In overcoming the main challenges in engaging communities with the voluntary sector, how should partners share their budgets? Do you have a view on a mapping exercise being carried out?
Perhaps we should look at bundles of care and, in particular, we can look at the elderly or the frail elderly. We can map that through. That would be a useful exercise to break down silos, and it could be done for specific disease problems or entities. The vast majority of care for people with certain specific diseases can be delivered in the community, so I would go for looking at specific disease bundles and seeing how the budget for them could be looked at throughout the healthcare setting and in local authorities. That approach could be used as a model to consider how resource transfer can take place.
What about the sharing of budgets?
I would want that to happen along the same lines, on the basis of disease models and bundles of care. There could be shared budgets for specific parts.
To what extent does the NHS consider that the CPPs in which it is involved are focused on outcomes-based and preventative approaches?
As I have said, the preventative approach is extraordinarily important. The NHS cannot work in isolation and needs to get involved in supporting and investing in the early years, in particular, to promote good health among the young population.
How focused are the CPPs in which you are involved on those outcomes?
We have been doing some good work with them. Lothian, for example, has piloted family-nurse partnerships, which support early intervention in young families. That sort of approach might be a long-term investment, but surely we should be aiming to give everyone a good start in life to ensure that they do not hit the NHS system in the future.
How does the NHS see the CPPs ensuring buy-in from all partners to these outcomes-based and preventative measures?
I hope that we have a shared vision of how we want to move forward. I do not think that legislation or budgets are the whole answer, and I hope that, if the appropriate senior staff are involved in the discussions, the CPPs will have the overall vision of what we are trying to achieve, particularly with regard to prevention. After all, the NHS’s future will depend on prevention, anticipatory care and so forth rather than on the current reactive approach, in which we simply treat patients coming into accident and emergency. We certainly need to look at very different models of care.

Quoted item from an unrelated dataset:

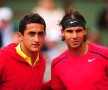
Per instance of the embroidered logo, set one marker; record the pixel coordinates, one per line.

At the moment, the community planning duty is restricted to local government. What are your views on the suggestion that has been made by a number of witnesses that it be extended to other partners, including the NHS?
I would be in favour of such a move. As I have said, the scope of CPPs is immense and I do not think that we are necessarily realising the full benefits of the approach. Anything that helps to facilitate that would be an improvement.
Thank you very much for your evidence, which will slot into the evidence that we will take in our longer session with other NHS boards.